The Buddha used an analogy of a man afflicted with leprosy, who could only gain relief from his pain by standing so close to the fire as to almost roast himself. If he is then cured of his disease, he would find the flames now too hot.

It's not a matter of denying pleasure, but of training ourselves to become sensitive to it. The Buddha was a greater lover of sunsets; can we imagine that he took as much joy and pleasure in watching a beautiful sunset, as we might take in an evening of fine food and drink and lovemaking? And since sunsets come each day, does this perhaps not seem advantageous?

But, I don't think that necessitates prohibition. Certainly many people are able to be sensitive to life's small joys and pleasures, and still have a glass of wine now and again. The complete prohibition may be been the result of cultural conditions: if there were few responsible drinkers in his culture, the Buddha may have seen it as an all-or-nothing affair, an attitude not shared in China or Japan.

So, where does that leave me and my hangover? Well, I didn't even get drunk last night; it was just that I started at 6 with a beer with dinner, then maybe 5 drinks over seven hours at Sam and Dave's; over the hours enough to leave me dehydrated and with some metabolites in my bloodstream, but not enough to get the ol' BAC up to intoxicating levels (though I wouldn't have tried to drive anywhere, had I a car.) But let's say that I had gotten stumbling.

I've often said that moderation is a fine thing - if used in moderation. Sometimes, as an old karate sensei of mine put it, you've got to go 200 miles an hour with your hair on fire in the fast lane. If you're looking for enlightenment at the bottom of a bottle, you're unlikely to find it. But approached right, a night of drinking and dancing and carousing can be a form of shugyo, training to carpe diem (or perhaps rather, carpe nocternum).

I still maybe should have had one less drink and one more glass of water, though.
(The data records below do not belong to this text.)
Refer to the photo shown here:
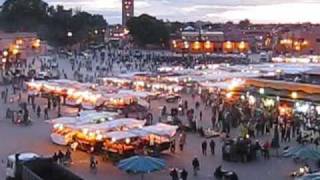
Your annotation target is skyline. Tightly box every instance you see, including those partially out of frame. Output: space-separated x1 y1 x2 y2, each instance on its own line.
0 0 320 24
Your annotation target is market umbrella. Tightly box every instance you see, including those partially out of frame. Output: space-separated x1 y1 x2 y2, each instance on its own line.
297 172 320 180
282 145 320 160
271 126 280 156
118 156 166 179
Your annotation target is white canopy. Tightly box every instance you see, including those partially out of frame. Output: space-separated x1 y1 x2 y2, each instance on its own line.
103 131 139 141
77 118 146 132
141 123 178 137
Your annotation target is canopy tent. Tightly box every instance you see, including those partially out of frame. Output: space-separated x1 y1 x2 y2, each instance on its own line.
295 172 320 180
282 145 320 160
77 118 146 132
118 156 166 179
141 123 178 137
102 131 139 141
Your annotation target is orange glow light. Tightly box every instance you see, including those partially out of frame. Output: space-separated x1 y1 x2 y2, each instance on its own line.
204 41 211 49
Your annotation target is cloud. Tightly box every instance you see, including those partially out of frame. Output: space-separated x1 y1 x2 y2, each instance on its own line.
0 0 320 23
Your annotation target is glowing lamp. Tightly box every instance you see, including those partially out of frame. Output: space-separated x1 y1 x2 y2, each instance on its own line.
2 51 9 57
96 134 103 141
226 92 233 99
299 168 304 174
12 48 19 55
259 88 264 94
249 95 256 105
225 41 232 49
183 41 189 49
291 92 298 99
238 41 246 50
82 128 89 134
89 132 94 137
67 32 73 37
193 41 200 49
204 41 211 49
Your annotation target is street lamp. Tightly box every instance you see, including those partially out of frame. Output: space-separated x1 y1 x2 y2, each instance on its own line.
67 31 73 38
291 92 298 99
2 50 9 57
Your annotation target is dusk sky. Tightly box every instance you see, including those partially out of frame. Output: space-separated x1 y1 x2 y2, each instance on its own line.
0 0 320 23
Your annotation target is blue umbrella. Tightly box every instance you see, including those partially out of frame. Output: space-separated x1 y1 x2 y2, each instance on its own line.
118 156 166 179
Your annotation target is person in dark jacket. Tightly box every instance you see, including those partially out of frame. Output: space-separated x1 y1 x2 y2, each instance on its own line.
170 168 179 180
192 157 200 176
201 141 208 156
180 169 188 180
210 139 216 155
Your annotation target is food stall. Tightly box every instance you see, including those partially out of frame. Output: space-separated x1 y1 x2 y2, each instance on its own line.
101 77 131 88
141 123 178 154
49 111 118 146
102 130 139 159
74 118 145 152
103 93 137 109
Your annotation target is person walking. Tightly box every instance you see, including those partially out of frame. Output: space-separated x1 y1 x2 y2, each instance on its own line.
179 131 187 151
180 169 188 180
44 108 49 120
90 155 98 174
210 139 216 155
192 157 200 176
170 168 179 180
37 105 41 118
201 140 208 156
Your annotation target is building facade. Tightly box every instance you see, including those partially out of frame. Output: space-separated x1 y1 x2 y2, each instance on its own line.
0 32 48 61
171 27 250 54
122 0 134 26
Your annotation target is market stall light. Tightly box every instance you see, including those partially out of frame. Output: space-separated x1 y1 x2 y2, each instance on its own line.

Anyway. Now in Nagoya, time to kill before black belt clinic, I'm going to try to get out to Inuyama and take a look; who could resist "Dog Mountain"?


Well, got there a little late to see much of the castle. Got some photos from the outside, though, but not much to see. Still a nice little walk. And hey - I'm in Japan. Anywhere I go here, anything I do here, is part of the adventure.

Hey - I'm in the Universe. Anywhere I go here, anything I do here, is part of the adventure.